8 Ways to Be a Better Parent

Good news: It's the little things that really make a difference.

1. Avoid Comparisons and Labels

Mom and kids

Lenora Gim

You want to be the kind of parent who takes the time to instill in your child good manners, habits, and behavior. But how? And with controlled chaos ruling the day, every day, when? Relax: Good parenting happens in real time, on the spot, and in the moment. The trick is recognizing those moments when your actions and reactions can help your child learn and grow in the best possible ways. Here's help from top parenting experts -- and a few real moms.

Be Careful of Comparisons -- and Labels

Your best friend's 8-month-old son is babbling, while your daughter, at 9 months, is silent by comparison. Is there something wrong with your child? While it's never a bad idea to express your concerns to your pediatrician, don't equate developmental milestones with developmental deadlines. "Babies develop so rapidly that one set of abilities is bound to develop faster than another," says Harvey Karp, MD, author of The Happiest Toddler on the Block (Bantam), also available on DVD. "Look at your whole baby" when evaluating development, he suggests, a strategy that holds true for toddlers too: one 3-year-old may have fine-motor-control skills, handling a crayon with dexterity, for instance, while another may throw a ball better -- and that's normal.
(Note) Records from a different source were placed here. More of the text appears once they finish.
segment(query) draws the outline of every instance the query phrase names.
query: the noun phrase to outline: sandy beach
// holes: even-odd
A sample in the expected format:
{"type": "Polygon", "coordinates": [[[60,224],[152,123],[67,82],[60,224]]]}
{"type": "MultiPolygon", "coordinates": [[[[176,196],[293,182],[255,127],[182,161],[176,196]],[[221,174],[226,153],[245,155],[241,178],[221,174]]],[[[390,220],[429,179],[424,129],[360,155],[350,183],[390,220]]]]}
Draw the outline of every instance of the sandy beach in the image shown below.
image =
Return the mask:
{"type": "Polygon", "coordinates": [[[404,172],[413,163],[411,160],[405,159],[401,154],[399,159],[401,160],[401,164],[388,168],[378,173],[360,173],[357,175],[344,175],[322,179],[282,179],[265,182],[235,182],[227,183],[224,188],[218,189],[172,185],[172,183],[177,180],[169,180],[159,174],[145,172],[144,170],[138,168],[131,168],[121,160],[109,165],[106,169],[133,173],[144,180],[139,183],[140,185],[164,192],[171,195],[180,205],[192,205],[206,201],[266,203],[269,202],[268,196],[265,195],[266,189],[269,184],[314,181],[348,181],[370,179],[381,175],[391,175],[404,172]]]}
Taking into account the whole little person means factoring in temperament too. "It's important to consider who your child is, not just his age. For instance, if your child is naturally shy and quiet, it may be that he's not inclined to talk -- not that he can't," Dr. Karp says. "Listen to him at play when he's alone. He may babble happily then."

Among siblings, comparisons can lead to labels. "Our little scholar," you might say of your book-obsessed toddler, or "our wild child," of his energetic sister. Even labels meant to praise your children's differing abilities can be problematic. Siblings sometimes feel that if one brother "owns" the athlete label, the other brother isn't even going to try, for fear of falling short. And that "picky eater" label may fuel the very behavior you'd like to discourage. Sure, there'll be times when you'll find yourself describing your child's likes and dislikes. But when you do so, "reframe" your words, Dr. Karp suggests: try "energetic" (not "wild"), "spirited" (not "hyper"), and "careful" (not "shy").